As shown in FIG. 1, the opening degree adjustment unit 80 is provided for the utilization unit 20. The opening degree adjustment unit 80 includes a liquid opening degree adjustment valve 81, a gas opening degree adjustment valve 82, and the opening degree control unit 89.
The liquid opening degree adjustment valve 81 is provided in the liquid refrigerant connection pipe 55 connected to the utilization unit 20. In other words, the liquid opening degree adjustment valve 81 is provided in the liquid refrigerant connection pipe 55 on a liquid side connected to the utilization unit 20.
The gas opening degree adjustment valve 82 is provided in the gas refrigerant connection pipe 56 connected to the utilization unit 20. In other words, the gas opening degree adjustment valve 82 (first opening degree adjustment valve) is provided in the gas refrigerant connection pipe 56 (first refrigerant pipe) on a gas side connected to the utilization unit 20.
The liquid opening degree adjustment valve 81 and the gas opening degree adjustment valve 82 are motor valves having adjustable opening degrees. Furthermore, when the liquid opening degree adjustment valve 81 is fully closed, the liquid opening degree adjustment valve 81 functions as a shutoff valve that shuts off the refrigerant flowing through the liquid refrigerant connection pipe 55. When the gas opening degree adjustment valve 82 is fully closed, the gas opening degree adjustment valve 82 functions as a shutoff valve that shuts off the refrigerant flowing through the gas refrigerant connection pipe 56.
The opening degree control unit 89 is communicably connected to various devices of the opening degree adjustment unit 80 including the liquid opening degree adjustment valve 81 and the gas opening degree adjustment valve 82.
The opening degree control unit 89 includes a control arithmetic device and a storage device. Examples of the control arithmetic device include a processor such as a CPU and a GPU. Examples of the storage device include a storage medium such as a RAM, a ROM, and a flash memory.

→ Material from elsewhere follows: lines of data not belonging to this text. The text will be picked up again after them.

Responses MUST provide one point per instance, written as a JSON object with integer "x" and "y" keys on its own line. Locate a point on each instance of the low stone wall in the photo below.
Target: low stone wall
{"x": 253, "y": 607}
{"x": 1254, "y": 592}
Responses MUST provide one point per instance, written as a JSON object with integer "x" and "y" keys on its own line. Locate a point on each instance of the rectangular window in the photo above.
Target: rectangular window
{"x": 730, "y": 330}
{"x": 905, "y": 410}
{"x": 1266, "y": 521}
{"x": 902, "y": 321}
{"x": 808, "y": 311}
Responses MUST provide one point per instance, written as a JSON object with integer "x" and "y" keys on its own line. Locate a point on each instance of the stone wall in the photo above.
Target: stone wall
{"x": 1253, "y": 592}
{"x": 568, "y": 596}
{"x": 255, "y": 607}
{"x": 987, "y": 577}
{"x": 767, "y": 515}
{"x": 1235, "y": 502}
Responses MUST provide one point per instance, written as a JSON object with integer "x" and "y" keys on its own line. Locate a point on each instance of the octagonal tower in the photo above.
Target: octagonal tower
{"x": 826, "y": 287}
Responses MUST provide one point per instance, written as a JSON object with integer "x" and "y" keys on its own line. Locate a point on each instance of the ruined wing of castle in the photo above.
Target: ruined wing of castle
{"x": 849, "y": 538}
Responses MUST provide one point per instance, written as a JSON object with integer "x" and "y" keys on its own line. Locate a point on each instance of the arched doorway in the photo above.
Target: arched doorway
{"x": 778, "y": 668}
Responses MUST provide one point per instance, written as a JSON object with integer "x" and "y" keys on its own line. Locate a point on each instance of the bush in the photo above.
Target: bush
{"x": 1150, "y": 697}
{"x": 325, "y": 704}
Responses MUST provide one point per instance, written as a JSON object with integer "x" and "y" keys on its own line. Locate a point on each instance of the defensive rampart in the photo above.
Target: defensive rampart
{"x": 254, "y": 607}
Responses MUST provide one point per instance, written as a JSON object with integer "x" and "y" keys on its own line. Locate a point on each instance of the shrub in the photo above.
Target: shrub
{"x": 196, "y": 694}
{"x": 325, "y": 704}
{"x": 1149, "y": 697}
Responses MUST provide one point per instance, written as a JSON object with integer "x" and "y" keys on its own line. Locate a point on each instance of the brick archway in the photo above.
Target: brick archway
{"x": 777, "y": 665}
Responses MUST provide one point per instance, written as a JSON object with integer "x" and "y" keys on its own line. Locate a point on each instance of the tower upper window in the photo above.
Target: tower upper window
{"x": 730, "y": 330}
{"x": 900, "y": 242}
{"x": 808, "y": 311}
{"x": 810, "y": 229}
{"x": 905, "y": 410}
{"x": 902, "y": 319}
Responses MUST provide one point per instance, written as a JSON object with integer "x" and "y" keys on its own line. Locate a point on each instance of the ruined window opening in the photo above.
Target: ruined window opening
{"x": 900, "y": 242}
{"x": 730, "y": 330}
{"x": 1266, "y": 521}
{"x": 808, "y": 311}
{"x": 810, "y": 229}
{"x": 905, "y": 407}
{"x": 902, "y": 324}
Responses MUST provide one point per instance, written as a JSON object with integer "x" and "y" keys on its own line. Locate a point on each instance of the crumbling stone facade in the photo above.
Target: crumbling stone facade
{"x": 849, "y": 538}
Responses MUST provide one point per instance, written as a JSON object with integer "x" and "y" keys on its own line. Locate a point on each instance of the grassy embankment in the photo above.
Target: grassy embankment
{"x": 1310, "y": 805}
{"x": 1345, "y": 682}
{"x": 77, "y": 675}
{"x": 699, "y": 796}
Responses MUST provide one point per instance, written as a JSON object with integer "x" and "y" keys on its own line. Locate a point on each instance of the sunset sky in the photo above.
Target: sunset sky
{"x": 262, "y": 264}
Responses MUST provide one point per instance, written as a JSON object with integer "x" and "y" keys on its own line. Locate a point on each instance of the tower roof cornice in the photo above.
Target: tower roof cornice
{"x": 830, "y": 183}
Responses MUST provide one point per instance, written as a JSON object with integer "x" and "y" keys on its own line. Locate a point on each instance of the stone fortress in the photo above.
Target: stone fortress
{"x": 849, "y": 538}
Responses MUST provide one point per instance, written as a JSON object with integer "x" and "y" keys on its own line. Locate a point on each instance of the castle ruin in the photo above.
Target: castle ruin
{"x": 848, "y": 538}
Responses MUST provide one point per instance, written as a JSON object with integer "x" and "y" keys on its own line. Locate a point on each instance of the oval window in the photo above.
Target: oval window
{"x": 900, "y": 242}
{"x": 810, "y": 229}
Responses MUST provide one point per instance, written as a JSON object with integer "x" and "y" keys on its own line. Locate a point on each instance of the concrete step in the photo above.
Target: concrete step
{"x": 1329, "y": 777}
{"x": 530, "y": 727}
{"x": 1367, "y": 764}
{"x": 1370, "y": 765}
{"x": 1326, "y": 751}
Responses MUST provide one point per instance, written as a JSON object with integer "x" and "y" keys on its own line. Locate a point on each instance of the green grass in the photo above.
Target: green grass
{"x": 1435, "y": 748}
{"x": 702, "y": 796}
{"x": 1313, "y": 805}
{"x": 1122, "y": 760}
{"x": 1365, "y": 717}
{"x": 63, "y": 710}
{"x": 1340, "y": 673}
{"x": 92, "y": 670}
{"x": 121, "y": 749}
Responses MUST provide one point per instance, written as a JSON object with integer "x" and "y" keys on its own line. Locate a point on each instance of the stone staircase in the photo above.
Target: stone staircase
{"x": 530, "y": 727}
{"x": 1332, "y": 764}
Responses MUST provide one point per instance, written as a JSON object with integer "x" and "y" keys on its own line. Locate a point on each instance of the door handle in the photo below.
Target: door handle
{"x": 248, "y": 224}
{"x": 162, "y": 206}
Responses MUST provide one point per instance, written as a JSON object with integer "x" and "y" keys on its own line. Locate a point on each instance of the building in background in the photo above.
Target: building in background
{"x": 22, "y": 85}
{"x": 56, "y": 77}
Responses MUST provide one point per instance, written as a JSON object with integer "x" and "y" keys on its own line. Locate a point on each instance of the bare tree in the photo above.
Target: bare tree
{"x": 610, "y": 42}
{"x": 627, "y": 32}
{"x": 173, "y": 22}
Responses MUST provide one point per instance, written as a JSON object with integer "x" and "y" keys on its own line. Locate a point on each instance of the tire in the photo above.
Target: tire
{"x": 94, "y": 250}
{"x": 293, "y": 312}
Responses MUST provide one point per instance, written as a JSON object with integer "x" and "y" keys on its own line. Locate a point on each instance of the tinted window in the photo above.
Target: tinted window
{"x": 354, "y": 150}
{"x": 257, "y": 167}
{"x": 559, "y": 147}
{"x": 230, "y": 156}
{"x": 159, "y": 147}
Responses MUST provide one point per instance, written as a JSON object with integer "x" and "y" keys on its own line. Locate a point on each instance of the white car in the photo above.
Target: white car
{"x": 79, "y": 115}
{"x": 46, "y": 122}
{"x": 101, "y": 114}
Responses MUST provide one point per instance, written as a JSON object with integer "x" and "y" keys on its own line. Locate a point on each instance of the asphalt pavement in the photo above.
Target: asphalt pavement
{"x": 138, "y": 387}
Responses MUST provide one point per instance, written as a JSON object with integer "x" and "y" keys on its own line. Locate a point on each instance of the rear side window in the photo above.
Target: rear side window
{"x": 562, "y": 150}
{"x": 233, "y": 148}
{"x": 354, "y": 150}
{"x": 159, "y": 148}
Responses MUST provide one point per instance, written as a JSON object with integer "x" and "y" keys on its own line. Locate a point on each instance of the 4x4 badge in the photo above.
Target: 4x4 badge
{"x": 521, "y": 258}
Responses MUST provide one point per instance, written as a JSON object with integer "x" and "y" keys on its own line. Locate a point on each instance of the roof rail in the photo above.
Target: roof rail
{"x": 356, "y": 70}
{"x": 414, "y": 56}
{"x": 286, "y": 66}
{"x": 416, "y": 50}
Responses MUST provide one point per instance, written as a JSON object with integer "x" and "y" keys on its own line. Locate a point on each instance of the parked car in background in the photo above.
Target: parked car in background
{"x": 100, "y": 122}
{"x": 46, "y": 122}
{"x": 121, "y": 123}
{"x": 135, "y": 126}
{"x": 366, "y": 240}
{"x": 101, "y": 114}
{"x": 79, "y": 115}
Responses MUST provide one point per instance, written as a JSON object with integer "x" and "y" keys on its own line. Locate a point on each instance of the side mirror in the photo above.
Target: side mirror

The control arithmetic device reads a program stored in the storage device and executes predetermined arithmetic processing in accordance with the program, to control behavior of various devices included in the heat source unit 30. The control arithmetic device is capable of writing an arithmetic result to the storage device, and reading information stored in the storage device, in accordance with the program.

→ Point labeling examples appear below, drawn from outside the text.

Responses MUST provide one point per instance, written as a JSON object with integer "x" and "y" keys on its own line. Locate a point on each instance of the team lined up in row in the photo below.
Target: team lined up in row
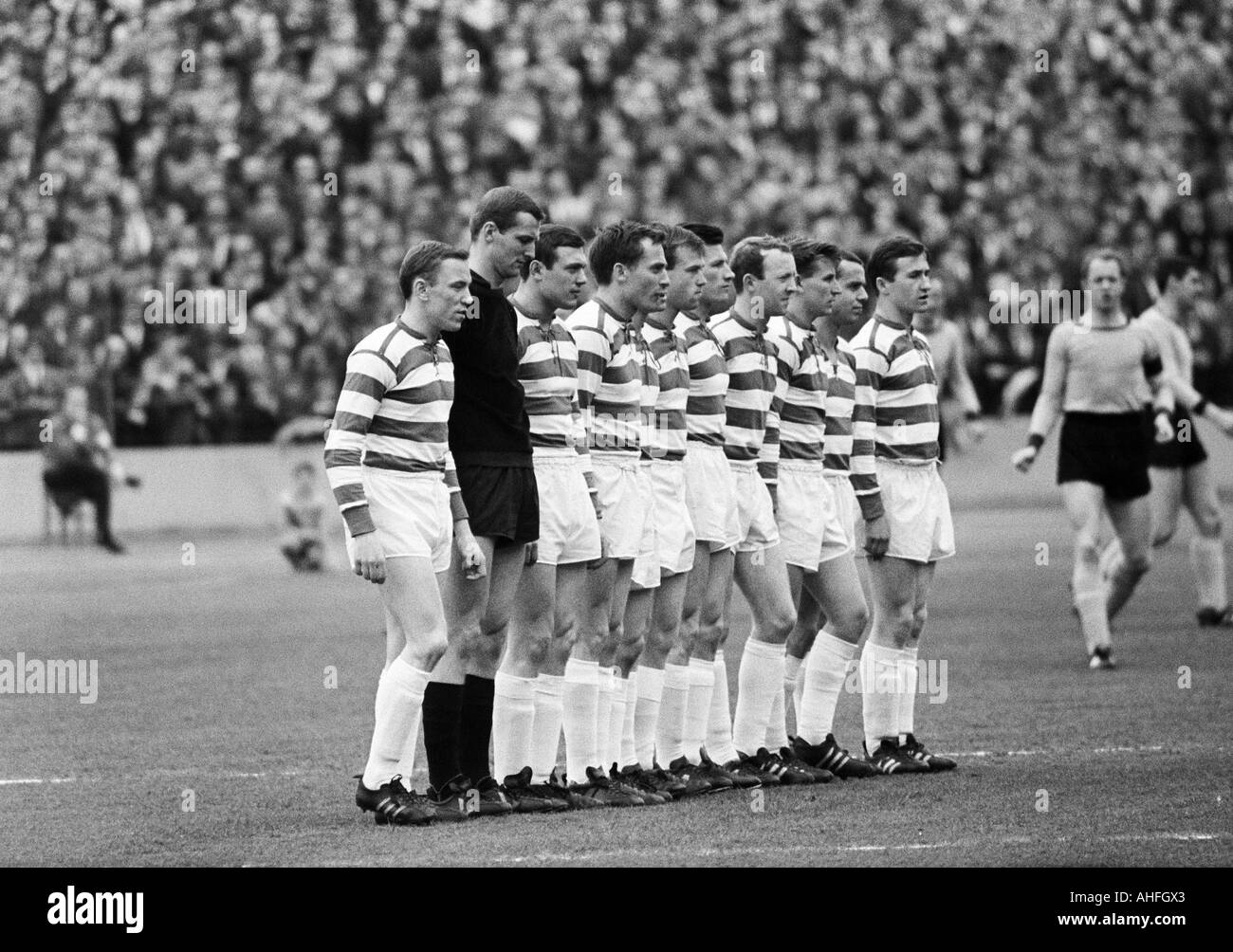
{"x": 697, "y": 422}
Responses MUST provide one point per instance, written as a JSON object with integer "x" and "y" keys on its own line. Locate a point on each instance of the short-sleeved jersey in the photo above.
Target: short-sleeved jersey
{"x": 839, "y": 402}
{"x": 895, "y": 412}
{"x": 802, "y": 414}
{"x": 1100, "y": 369}
{"x": 708, "y": 381}
{"x": 753, "y": 390}
{"x": 615, "y": 368}
{"x": 666, "y": 435}
{"x": 393, "y": 414}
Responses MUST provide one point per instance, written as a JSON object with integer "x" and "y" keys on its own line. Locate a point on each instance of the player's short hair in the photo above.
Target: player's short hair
{"x": 882, "y": 262}
{"x": 1104, "y": 254}
{"x": 677, "y": 238}
{"x": 550, "y": 238}
{"x": 1174, "y": 265}
{"x": 750, "y": 253}
{"x": 620, "y": 243}
{"x": 808, "y": 251}
{"x": 709, "y": 233}
{"x": 423, "y": 259}
{"x": 502, "y": 208}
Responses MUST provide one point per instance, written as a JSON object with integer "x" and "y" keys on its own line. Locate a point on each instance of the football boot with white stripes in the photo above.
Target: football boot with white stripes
{"x": 394, "y": 805}
{"x": 831, "y": 756}
{"x": 915, "y": 750}
{"x": 887, "y": 758}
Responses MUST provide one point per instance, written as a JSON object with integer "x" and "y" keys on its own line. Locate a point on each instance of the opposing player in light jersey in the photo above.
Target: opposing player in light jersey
{"x": 1180, "y": 475}
{"x": 694, "y": 676}
{"x": 817, "y": 512}
{"x": 1100, "y": 372}
{"x": 667, "y": 553}
{"x": 543, "y": 623}
{"x": 389, "y": 464}
{"x": 765, "y": 282}
{"x": 616, "y": 376}
{"x": 907, "y": 509}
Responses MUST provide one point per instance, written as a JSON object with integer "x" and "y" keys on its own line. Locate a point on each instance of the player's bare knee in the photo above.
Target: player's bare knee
{"x": 432, "y": 648}
{"x": 849, "y": 624}
{"x": 1207, "y": 521}
{"x": 535, "y": 649}
{"x": 1086, "y": 549}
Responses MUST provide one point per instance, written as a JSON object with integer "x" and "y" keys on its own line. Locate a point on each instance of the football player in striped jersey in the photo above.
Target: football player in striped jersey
{"x": 765, "y": 283}
{"x": 616, "y": 378}
{"x": 543, "y": 623}
{"x": 667, "y": 554}
{"x": 389, "y": 464}
{"x": 903, "y": 499}
{"x": 815, "y": 512}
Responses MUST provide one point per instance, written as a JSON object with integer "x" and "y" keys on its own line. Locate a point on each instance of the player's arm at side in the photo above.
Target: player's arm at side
{"x": 1051, "y": 398}
{"x": 368, "y": 377}
{"x": 1162, "y": 393}
{"x": 473, "y": 563}
{"x": 787, "y": 360}
{"x": 871, "y": 365}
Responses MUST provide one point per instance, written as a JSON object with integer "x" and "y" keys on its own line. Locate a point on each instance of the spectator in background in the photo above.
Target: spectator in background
{"x": 79, "y": 464}
{"x": 303, "y": 509}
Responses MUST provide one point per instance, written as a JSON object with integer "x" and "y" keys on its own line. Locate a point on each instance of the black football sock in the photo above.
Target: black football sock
{"x": 476, "y": 731}
{"x": 443, "y": 709}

The opening degree control unit 89 exchanges control signals, measurement signals, signals related to various settings, and the like with the utilization control unit 29 of the utilization unit 20 and the heat source control unit 39 of the heat source unit 30 via a communication line. The opening degree control unit 89, the utilization control unit 29, and the heat source control unit 39 cooperate with each other to function as the control unit 40.
The control unit 40 includes the utilization control unit 29, the heat source control unit 39, and the opening degree control unit 89. The control unit 40 controls the entire operation of the refrigeration cycle apparatus 1 by causing each control arithmetic device of the utilization control unit 29, the heat source control unit 39, and the opening degree control unit 89 to execute the program stored in each storage device.

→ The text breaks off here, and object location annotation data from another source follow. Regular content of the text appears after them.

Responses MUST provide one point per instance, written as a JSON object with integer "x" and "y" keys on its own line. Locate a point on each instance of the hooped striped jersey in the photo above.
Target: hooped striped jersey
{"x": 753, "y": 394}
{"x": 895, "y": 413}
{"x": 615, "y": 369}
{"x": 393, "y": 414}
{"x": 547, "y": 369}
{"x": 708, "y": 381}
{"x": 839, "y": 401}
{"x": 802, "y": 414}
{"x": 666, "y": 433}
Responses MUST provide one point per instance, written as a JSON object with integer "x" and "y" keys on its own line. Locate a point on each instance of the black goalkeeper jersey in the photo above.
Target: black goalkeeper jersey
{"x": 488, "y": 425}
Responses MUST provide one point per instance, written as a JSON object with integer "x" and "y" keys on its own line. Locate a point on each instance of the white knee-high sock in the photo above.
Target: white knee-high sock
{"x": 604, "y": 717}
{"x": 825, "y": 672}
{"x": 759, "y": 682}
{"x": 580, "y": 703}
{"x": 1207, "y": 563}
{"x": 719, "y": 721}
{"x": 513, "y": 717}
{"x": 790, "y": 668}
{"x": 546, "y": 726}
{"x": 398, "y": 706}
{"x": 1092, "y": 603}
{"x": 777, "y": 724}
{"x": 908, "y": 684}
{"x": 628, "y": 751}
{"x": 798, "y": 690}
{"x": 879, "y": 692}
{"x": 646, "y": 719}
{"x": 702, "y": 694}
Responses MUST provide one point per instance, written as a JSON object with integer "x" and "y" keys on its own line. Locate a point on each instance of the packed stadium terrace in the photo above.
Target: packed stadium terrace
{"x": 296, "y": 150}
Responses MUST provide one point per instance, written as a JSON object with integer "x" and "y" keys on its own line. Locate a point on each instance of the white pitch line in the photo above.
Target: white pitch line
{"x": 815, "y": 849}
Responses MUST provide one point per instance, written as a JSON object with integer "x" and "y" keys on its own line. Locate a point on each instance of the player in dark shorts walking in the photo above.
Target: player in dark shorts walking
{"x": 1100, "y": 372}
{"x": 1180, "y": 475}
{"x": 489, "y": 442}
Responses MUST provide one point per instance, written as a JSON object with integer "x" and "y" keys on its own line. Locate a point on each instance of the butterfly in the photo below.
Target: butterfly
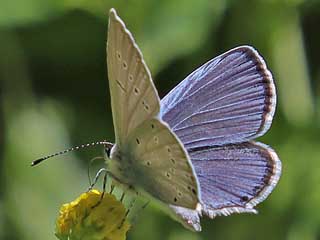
{"x": 193, "y": 151}
{"x": 211, "y": 118}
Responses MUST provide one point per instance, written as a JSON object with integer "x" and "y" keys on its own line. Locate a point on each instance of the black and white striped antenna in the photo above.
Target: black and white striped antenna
{"x": 107, "y": 144}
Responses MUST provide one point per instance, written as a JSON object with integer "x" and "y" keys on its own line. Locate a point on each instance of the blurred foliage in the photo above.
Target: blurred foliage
{"x": 54, "y": 94}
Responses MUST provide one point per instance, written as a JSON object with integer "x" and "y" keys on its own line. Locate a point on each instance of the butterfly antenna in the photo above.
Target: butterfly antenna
{"x": 107, "y": 144}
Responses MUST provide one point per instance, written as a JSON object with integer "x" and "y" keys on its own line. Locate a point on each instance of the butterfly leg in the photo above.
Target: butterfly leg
{"x": 96, "y": 178}
{"x": 104, "y": 184}
{"x": 89, "y": 168}
{"x": 130, "y": 207}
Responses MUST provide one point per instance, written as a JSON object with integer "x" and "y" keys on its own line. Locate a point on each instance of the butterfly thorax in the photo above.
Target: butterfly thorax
{"x": 120, "y": 166}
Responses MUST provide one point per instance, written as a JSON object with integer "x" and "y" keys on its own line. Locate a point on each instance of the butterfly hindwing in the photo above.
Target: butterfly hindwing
{"x": 134, "y": 97}
{"x": 229, "y": 99}
{"x": 235, "y": 177}
{"x": 161, "y": 165}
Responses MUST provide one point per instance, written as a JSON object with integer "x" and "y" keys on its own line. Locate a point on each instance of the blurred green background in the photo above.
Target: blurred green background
{"x": 54, "y": 94}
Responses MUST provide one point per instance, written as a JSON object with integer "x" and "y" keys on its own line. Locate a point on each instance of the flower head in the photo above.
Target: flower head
{"x": 88, "y": 219}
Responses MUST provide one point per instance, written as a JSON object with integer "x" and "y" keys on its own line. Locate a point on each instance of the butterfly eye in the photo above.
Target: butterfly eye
{"x": 107, "y": 151}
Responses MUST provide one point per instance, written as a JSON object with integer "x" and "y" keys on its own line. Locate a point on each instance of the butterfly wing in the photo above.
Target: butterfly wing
{"x": 160, "y": 165}
{"x": 235, "y": 177}
{"x": 227, "y": 100}
{"x": 134, "y": 98}
{"x": 141, "y": 156}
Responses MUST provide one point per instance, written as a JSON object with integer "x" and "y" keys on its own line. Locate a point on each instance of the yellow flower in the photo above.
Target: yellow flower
{"x": 84, "y": 219}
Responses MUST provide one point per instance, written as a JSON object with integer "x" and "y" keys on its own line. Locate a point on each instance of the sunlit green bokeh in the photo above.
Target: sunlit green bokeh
{"x": 54, "y": 94}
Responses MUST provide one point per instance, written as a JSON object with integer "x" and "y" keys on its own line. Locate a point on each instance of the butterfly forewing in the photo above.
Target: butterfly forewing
{"x": 147, "y": 154}
{"x": 134, "y": 98}
{"x": 161, "y": 164}
{"x": 227, "y": 100}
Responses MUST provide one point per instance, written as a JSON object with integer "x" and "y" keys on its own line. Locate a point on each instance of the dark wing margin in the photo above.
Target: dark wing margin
{"x": 236, "y": 177}
{"x": 229, "y": 99}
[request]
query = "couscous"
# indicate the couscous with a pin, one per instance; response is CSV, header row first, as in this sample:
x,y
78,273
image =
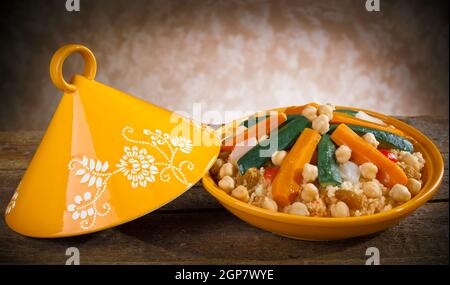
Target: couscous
x,y
325,163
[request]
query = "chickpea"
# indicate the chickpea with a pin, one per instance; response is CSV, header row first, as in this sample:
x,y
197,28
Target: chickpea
x,y
278,157
269,204
411,160
343,154
298,208
370,138
310,172
400,193
226,184
414,186
326,110
340,209
310,112
226,170
368,170
321,124
241,193
371,189
216,166
309,192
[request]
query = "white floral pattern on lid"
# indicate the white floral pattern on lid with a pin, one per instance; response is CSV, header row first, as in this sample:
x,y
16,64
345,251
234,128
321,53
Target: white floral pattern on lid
x,y
12,203
137,164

FIG. 2 is a control block diagram of the refrigeration cycle apparatus 1 according to the present embodiment. As shown in FIG. 2, the control unit 40 is communicably connected to the utilization expansion valve 23, the utilization fan motor 22m, the refrigerant sensor 61, the saturation temperature sensor 64, the compressor motor 31m, the flow path switching valve 32, the heat source expansion valve 34, the heat source fan motor 36m, the suction pressure sensor 68, the discharge pressure sensor 69, the liquid opening degree adjustment valve 81, and the gas opening degree adjustment valve 82. The control unit 40 controls behavior of various devices included in the refrigeration cycle apparatus 1 on the basis of control signals received from an operation remote controller via the utilization unit 20, measurement signals of various sensors, and the like.
The control unit 40 mainly performs the cooling operation and the heating operation. The control unit 40 mainly has a refrigerant leak prevention function.
For example, when receiving an instruction to perform the cooling operation from the operation remote controller via the utilization unit 20, the control unit 40 switches the flow path switching valve 32 to the first state.
Then, the control unit 40 fully opens the heat source expansion valve 34, and controls the liquid opening degree adjustment valve 81, the gas opening degree adjustment valve 82, the compressor motor 31m, the utilization expansion valve 23, and the like so that the evaporation temperature as a measurement value of the saturation temperature sensor 64 becomes a target evaporation temperature. In particular, the control unit 40 controls the gas opening degree adjustment valve 82 to adjust the evaporation temperature of the refrigerant flowing through the utilization heat exchanger 21. For example, the control unit 40 increases the evaporation temperature of the refrigerant flowing through the utilization heat exchanger 21 by decreasing the opening degree of the gas opening degree adjustment valve 82. The target evaporation temperature is set in accordance with a set temperature received from the operation remote controller, for example.
When the behavior of various devices is controlled as described above, the refrigerant flows through the refrigerant circuit 50 during the cooling operation as follows.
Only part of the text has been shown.